Sermons

Summary: Luke 6:12-16 shows us that Jesus uses ordinary people to accomplish his purposes.

Introduction

I want to begin a series of sermons I am calling “The Apostles of Jesus.”

Given the time we will have each Sunday evening, we will only scratch the surface of the lives of the apostles of Jesus.

Nevertheless, I hope it whets your appetite to learn more about these men.

We tend to think of the apostles of Jesus as super-humans.

They were not.

Pastor John MacArthur wrote, “From our human perspective, the propagation of the gospel and the founding of the church hinged entirely on twelve men whose most outstanding characteristic was their ordinariness” (John F. MacArthur Jr., Twelve Ordinary Men: How the Master Shaped His Disciples for Greatness, and What He Wants to Do with You [Nashville, TN: W Pub. Group, 2002], xiii).

They were very ordinary men whom Jesus called, trained, and commissioned for service.

If you think of yourself as ordinary, then this series on the apostles of Jesus is for you.

Dr. S. D. Gordon was an evangelist known for his illustrations. The following illustration is graphic, but the idea expressed is correct.

In his book, Quiet Talks on Service, Dr. Gordon has a most vivid description of Jesus walking down the golden street one day, arm in arm with the Archangel Gabriel, talking intently and earnestly.

Gabriel says, “Master, you died for the whole world down there, did you not?”

“Yes.”

“You must have suffered much,” with an earnest look into that great face with its unremovable marks.

“Yes,” comes the answer again, in a wondrous voice, very quiet but strangely full of most profound feeling.

“And do they all know about it?”

“Oh, no! Only a few in Palestine know about it so far.”

“Well, Master, what’s your plan? What have you done about telling the world that you died for, that you have died for them? What’s your plan?”

“Well,” the Master is supposed to answer, “I asked Peter, and James, and John, and little… Andrew, and some more of them down there, to make it the business of their lives to tell others, and the others others, and yet others, and still others, until the last man in the farthest circle has heard the story and has felt the thrilling and thralling power of it.”

Gordon goes on to say that Gabriel knows us folk down here pretty well.

He has had more than one contact with Earth.

He knows the kind of stuff in us.

And he is supposed to answer, with a hesitating reluctance, as though he could see difficulties in the working of the plan.

“Yes—but suppose Peter fails. Suppose, after a while, John does not tell others. Suppose their descendants, their successors away off in the first edge of the twentieth get so busy about things—some of them proper enough, some may be not quite so proper—that they do not tell others—what then?”

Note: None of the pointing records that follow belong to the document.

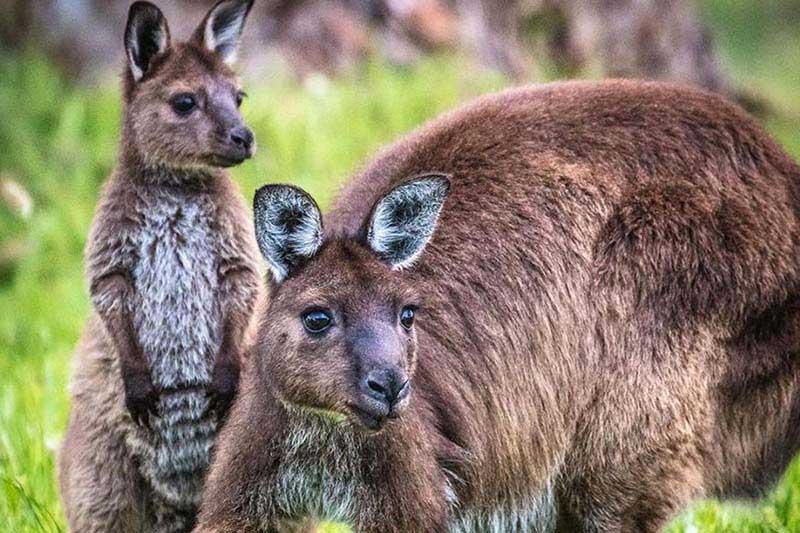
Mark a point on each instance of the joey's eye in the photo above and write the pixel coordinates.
(183, 103)
(317, 321)
(407, 317)
(240, 96)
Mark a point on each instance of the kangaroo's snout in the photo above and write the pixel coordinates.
(242, 138)
(386, 386)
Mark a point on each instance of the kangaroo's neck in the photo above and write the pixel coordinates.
(147, 171)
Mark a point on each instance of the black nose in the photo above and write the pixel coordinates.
(242, 137)
(386, 385)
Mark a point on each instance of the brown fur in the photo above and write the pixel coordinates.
(168, 202)
(608, 310)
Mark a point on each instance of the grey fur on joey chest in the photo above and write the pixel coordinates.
(177, 315)
(178, 323)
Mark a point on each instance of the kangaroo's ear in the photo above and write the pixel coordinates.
(222, 28)
(288, 227)
(402, 222)
(146, 37)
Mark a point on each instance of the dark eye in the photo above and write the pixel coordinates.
(240, 96)
(407, 317)
(183, 104)
(317, 321)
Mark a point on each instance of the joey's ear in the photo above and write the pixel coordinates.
(221, 29)
(288, 227)
(146, 37)
(402, 222)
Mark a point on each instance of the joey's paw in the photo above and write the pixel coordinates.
(141, 397)
(224, 386)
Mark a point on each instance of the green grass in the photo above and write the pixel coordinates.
(60, 142)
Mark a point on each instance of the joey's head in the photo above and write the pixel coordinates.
(182, 100)
(338, 336)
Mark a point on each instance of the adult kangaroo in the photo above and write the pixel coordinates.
(604, 326)
(173, 276)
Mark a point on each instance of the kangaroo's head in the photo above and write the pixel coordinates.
(182, 99)
(338, 336)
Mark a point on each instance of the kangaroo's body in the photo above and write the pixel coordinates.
(173, 278)
(608, 326)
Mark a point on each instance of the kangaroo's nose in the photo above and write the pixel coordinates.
(388, 386)
(242, 136)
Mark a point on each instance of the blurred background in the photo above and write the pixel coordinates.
(330, 81)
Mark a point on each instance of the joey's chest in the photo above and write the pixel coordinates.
(176, 283)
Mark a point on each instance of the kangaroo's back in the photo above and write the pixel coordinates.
(633, 242)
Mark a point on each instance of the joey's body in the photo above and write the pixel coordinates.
(173, 278)
(608, 327)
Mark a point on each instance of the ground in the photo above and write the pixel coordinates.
(60, 142)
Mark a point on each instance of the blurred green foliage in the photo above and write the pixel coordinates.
(60, 142)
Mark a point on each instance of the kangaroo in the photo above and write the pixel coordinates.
(604, 326)
(173, 276)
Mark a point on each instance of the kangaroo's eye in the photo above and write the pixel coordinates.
(240, 96)
(317, 321)
(407, 317)
(183, 104)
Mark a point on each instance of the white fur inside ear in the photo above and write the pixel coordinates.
(224, 28)
(133, 49)
(403, 221)
(288, 227)
(146, 37)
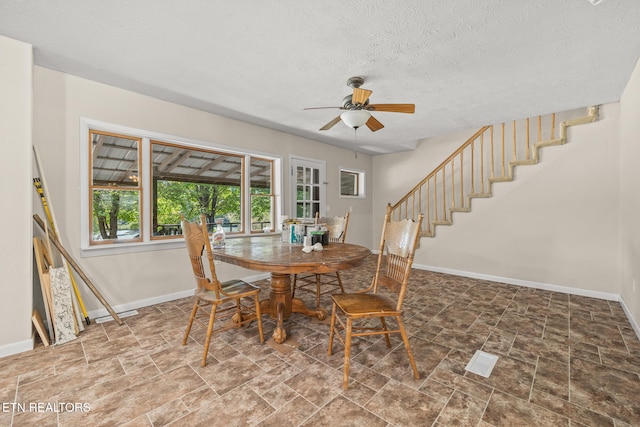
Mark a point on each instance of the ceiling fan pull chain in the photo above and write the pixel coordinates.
(355, 142)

And Gabriel’s eyes are big with the intensity of his thought, for he is thinking of the suffering, and he is thinking too of the difference to the man who hasn’t been told—“what then.”

Back comes that quiet wondrous voice of Jesus—“Gabriel, I haven’t made any other plans—I’m counting on them” (Herbert Lockyer, All the Apostles of the Bible, The All Series [Zondervan, 2013], 31–32).

Let us look very briefly at Jesus’ choice of twelve ordinary men.

Scripture

Let’s read Luke 6:12-16:

12 In these days he went out to the mountain to pray, and all night he continued in prayer to God. 13 And when day came, he called his disciples and chose from them twelve, whom he named apostles: 14 Simon, whom he named Peter, and Andrew his brother, and James and John, and Philip, and Bartholomew, 15 and Matthew, and Thomas, and James the son of Alphaeus, and Simon who was called the Zealot, 16 and Judas the son of James, and Judas Iscariot, who became a traitor.

Lesson

Luke 6:12-16 shows us that Jesus uses ordinary people to accomplish his purposes.

Let’s use the following outline:

1. The Preparation for Jesus’ Choice (6:12)

2. The Purpose of Jesus’ Choice (6:13)

3. The Persons of Jesus’ Choice (6:14-16)

I. The Preparation for Jesus’ Choice (6:12)

First, let’s look at the preparation for Jesus’ choice.

Luke said in verse 12 that “in these days [Jesus] went out to the mountain to pray, and all night he continued in prayer to God.”

Luke regularly noted Jesus’ commitment to prayer.

Later, Luke explicitly stated that Jesus went to desolate places to pray (see Luke 5:15–16).

Jesus understood that his mission of seeking and saving the lost required his total dependence upon his heavenly Father for success.

And so he spent significant time in personal prayer, communing with his Father.

Jesus also understood that his mission of seeking and saving the lost required him to select twelve men who were central to God’s plan of salvation.